Si Prior ignorait qu’elle avait cette matraque dans sa poche, ça voulait dire qu’il ne savait pas tout, contrairement à ce qu’il essayait de lui faire croire. D’ailleurs, il ignorait également à quel point Eddy détestait jouer.

Elle n’éprouvait pas grand-chose à l’égard d’Eddy, même si elle était convaincue de sa mort. Peu importait l’argent qu’ils avaient pu lui donner, il ne serait jamais parti sans ses valises : même pour sortir renouveler entièrement sa garde-robe, il se serait mis sur son trente-et-un. Se fringuer, c’était une obsession chez lui. Et ses valises en croco étaient tout à fait spéciales : elles provenaient d’un fric-frac dans un hôtel d’Orlando, et représentaient pour lui ce qui ressemblait le plus à un domicile. D’ailleurs, maintenant qu’elle y songeait, elle le voyait mal racheter sa liberté quand ce qu’il désirait le plus au monde c’était de faire partie d’un gros coup. Il pensait qu’ensuite les gens se mettraient enfin à le prendre au sérieux.

Eh bien, quelqu’un l’aura finalement pris au sérieux, se dit-elle, tandis que Prior entrait avec son sac dans la clinique de Gerald. Mais pas comme il l’aurait voulu.

Elle parcourut du regard le mobilier de plastique qui datait d’il y a vingt ans, les piles de magazines japonais consacrés aux stars de la stim. On se serait cru chez un coiffeur de Cleveland. Il n’y avait personne dans la salle d’attente, personne à la réception.

Gerald apparut par une porte blanche, vêtu de l’espèce de combinaison en tissu métallisé que portent les équipes médicales pour les accidents de la circulation.
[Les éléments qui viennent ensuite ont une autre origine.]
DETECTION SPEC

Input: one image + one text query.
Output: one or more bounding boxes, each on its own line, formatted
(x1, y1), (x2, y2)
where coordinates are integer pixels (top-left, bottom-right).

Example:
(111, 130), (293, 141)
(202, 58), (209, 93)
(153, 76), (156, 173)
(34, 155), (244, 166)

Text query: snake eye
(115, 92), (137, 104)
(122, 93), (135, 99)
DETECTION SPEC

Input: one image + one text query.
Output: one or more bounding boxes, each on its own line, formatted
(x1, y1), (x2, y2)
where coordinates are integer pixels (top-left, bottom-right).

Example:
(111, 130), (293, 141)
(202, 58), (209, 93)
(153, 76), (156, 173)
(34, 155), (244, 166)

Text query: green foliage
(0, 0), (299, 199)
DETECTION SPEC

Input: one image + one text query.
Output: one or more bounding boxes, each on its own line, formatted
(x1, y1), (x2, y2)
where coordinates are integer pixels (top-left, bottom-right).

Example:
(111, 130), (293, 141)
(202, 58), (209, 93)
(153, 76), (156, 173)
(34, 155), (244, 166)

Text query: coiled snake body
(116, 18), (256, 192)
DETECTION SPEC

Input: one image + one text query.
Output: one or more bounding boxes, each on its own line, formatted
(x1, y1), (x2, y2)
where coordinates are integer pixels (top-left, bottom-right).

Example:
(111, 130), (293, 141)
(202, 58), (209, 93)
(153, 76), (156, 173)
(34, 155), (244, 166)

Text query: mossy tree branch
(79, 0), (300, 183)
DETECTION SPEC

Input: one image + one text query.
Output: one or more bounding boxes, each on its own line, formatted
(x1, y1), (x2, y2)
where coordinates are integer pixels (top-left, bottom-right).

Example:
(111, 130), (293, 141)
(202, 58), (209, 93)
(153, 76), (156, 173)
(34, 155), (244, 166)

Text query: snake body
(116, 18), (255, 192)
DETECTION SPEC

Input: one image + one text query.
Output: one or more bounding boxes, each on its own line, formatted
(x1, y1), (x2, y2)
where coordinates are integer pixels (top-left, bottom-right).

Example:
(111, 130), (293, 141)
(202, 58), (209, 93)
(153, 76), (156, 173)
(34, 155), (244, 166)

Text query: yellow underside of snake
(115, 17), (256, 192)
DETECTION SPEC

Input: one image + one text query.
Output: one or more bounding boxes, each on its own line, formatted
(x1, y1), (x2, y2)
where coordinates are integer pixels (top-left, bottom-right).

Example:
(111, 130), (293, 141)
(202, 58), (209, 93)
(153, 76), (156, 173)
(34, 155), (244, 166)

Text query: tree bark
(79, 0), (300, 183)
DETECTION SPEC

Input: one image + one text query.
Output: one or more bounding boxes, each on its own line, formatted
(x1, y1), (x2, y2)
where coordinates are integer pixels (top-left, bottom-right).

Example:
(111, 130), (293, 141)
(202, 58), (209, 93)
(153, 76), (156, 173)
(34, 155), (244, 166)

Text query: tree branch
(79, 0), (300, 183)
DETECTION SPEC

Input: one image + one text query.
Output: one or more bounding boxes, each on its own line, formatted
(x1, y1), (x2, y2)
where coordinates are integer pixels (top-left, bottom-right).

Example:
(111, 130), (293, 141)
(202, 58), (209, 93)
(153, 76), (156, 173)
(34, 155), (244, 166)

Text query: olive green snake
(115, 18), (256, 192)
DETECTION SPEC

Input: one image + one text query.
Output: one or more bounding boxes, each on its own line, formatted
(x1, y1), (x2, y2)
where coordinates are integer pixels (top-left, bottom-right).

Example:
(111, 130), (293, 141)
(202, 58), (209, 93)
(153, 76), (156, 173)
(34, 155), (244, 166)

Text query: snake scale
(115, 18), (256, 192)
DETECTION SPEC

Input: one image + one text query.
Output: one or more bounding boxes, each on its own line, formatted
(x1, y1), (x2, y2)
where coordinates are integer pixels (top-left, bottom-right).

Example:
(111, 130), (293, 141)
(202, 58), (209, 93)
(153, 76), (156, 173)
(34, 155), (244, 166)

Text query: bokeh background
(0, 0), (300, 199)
— Fermez la porte, dit-il à Prior, derrière le masque en papier bleu qui lui dissimulait le nez, la bouche et le menton. Bonjour, Mona, si vous voulez bien passer par ici…

Il indiqua de la main la porte blanche.

Mona serrait à présent l’Élec-Trique dans sa poche mais elle ne savait pas comment la mettre en marche.
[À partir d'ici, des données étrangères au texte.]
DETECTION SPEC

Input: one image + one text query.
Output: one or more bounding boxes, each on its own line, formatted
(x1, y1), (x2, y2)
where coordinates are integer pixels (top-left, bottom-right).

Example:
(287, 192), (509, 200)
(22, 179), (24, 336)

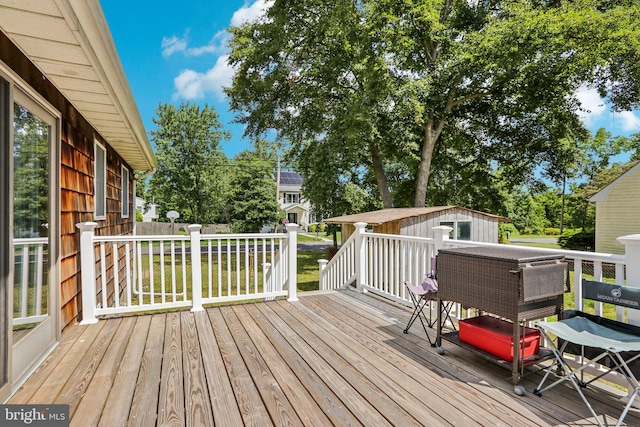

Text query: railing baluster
(227, 240), (231, 296)
(113, 242), (120, 308)
(136, 241), (143, 305)
(125, 241), (132, 307)
(207, 240), (212, 298)
(217, 240), (222, 298)
(148, 240), (154, 305)
(20, 245), (29, 318)
(160, 241), (166, 304)
(100, 242), (107, 309)
(171, 241), (176, 302)
(181, 240), (187, 301)
(35, 243), (44, 316)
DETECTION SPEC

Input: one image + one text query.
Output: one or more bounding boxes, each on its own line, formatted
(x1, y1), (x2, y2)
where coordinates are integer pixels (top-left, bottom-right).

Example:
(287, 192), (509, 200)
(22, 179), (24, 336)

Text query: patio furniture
(534, 279), (640, 427)
(403, 273), (455, 346)
(435, 247), (565, 389)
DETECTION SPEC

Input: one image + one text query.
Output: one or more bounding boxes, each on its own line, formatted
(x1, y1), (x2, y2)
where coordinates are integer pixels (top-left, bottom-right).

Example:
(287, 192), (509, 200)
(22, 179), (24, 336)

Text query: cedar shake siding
(1, 31), (134, 328)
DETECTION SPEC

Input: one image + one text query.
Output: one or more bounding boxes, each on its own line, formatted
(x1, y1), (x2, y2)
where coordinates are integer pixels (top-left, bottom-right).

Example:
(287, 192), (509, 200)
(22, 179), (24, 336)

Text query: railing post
(617, 234), (640, 326)
(77, 222), (99, 325)
(318, 259), (328, 290)
(286, 223), (299, 301)
(354, 222), (367, 293)
(433, 226), (453, 254)
(188, 224), (204, 312)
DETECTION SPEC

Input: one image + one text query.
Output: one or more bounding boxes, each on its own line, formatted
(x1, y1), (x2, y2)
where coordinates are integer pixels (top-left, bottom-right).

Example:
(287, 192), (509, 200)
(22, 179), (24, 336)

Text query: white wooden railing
(13, 237), (48, 326)
(319, 224), (640, 390)
(319, 224), (632, 317)
(77, 222), (299, 324)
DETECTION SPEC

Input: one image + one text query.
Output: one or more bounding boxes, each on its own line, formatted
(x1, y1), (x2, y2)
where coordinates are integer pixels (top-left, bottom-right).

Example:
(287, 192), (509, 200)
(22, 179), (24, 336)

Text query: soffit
(0, 0), (156, 171)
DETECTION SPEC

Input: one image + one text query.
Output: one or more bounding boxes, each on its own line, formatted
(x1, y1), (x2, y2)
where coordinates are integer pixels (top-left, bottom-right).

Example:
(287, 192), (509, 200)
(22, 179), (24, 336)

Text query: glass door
(0, 74), (9, 401)
(10, 89), (57, 386)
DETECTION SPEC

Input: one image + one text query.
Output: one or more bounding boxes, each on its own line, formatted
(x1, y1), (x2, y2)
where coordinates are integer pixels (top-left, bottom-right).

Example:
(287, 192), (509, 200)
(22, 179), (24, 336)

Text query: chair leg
(403, 293), (435, 346)
(404, 294), (427, 333)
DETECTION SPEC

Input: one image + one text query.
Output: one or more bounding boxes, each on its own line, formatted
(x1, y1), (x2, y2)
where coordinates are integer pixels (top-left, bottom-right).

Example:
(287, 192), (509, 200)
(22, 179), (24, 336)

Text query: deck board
(192, 310), (244, 426)
(98, 315), (152, 427)
(127, 313), (165, 427)
(157, 311), (185, 426)
(7, 289), (640, 426)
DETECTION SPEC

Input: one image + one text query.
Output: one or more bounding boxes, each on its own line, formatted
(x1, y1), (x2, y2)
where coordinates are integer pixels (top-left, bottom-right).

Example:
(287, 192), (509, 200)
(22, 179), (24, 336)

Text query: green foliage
(13, 105), (49, 238)
(544, 228), (561, 236)
(558, 230), (595, 251)
(308, 224), (317, 233)
(135, 209), (144, 222)
(148, 103), (230, 224)
(228, 150), (280, 233)
(227, 0), (640, 212)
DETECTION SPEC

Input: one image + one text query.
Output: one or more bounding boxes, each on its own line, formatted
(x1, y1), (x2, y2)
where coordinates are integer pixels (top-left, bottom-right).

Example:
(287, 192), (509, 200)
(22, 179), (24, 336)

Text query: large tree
(226, 0), (640, 210)
(148, 103), (230, 224)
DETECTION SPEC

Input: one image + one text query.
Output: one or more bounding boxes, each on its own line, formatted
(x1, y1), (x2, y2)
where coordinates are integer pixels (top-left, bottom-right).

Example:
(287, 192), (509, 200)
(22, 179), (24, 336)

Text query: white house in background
(135, 196), (159, 222)
(590, 161), (640, 254)
(276, 171), (313, 230)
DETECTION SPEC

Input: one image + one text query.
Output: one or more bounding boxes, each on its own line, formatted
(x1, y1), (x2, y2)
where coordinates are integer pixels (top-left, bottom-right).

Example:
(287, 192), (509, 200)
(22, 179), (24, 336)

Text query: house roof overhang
(0, 0), (156, 171)
(589, 161), (640, 202)
(323, 206), (510, 225)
Elle suivit Gerald, Prior fermait la marche.

— Asseyez-vous, dit le chirurgien.

Elle s’installa sur un siège émaillé blanc. Il s’approcha, étudia ses yeux.

— Vous avez besoin de repos, Mona. Vous êtes épuisée.

Il y avait une touche sur la poignée de la matraque. Fallait-il la presser ? Vers l’avant ? Vers l’arrière ?

Gerald s’approcha d’un casier blanc à tiroirs, en sortit quelque chose.

— Tenez, dit-il en brandissant un petit objet tubulaire avec des trucs écrits sur la tranche, ça vous aidera…

Elle sentit à peine l’imperceptible dose nébulisée ; il y avait une tache noire devant le flacon d’aérosol, juste dans l’axe où ses yeux tentaient d’accommoder, une tache qui grandissait…

Elle se souvint du vieux, en train de lui montrer comment on tuait un poisson-chat. Les poissons-chats avaient un trou dans le crâne, recouvert de peau ; il suffisait de prendre une tige quelconque, longue et mince, un fil de fer, même un simple morceau de paille, et de l’insérer…


Elle se souvint de Cleveland, une journée ordinaire avant de se mettre au turbin, à poireauter chez Lanette en feuilletant un magazine. Elle avait trouvé cette photo d’Angie au restaurant, en train de rire avec d’autres convives ; tout le monde était beau, tous avaient quelque chose de brillant : même si ce n’était pas flagrant sur le cliché, c’était malgré tout perceptible. « Regarde, avait-elle dit à Lanette en lui montrant la photo, regarde comme ils brillent…

— On appelle ça le fric », avait répondu Lanette.


On appelle ça le fric. Suffit de le glisser.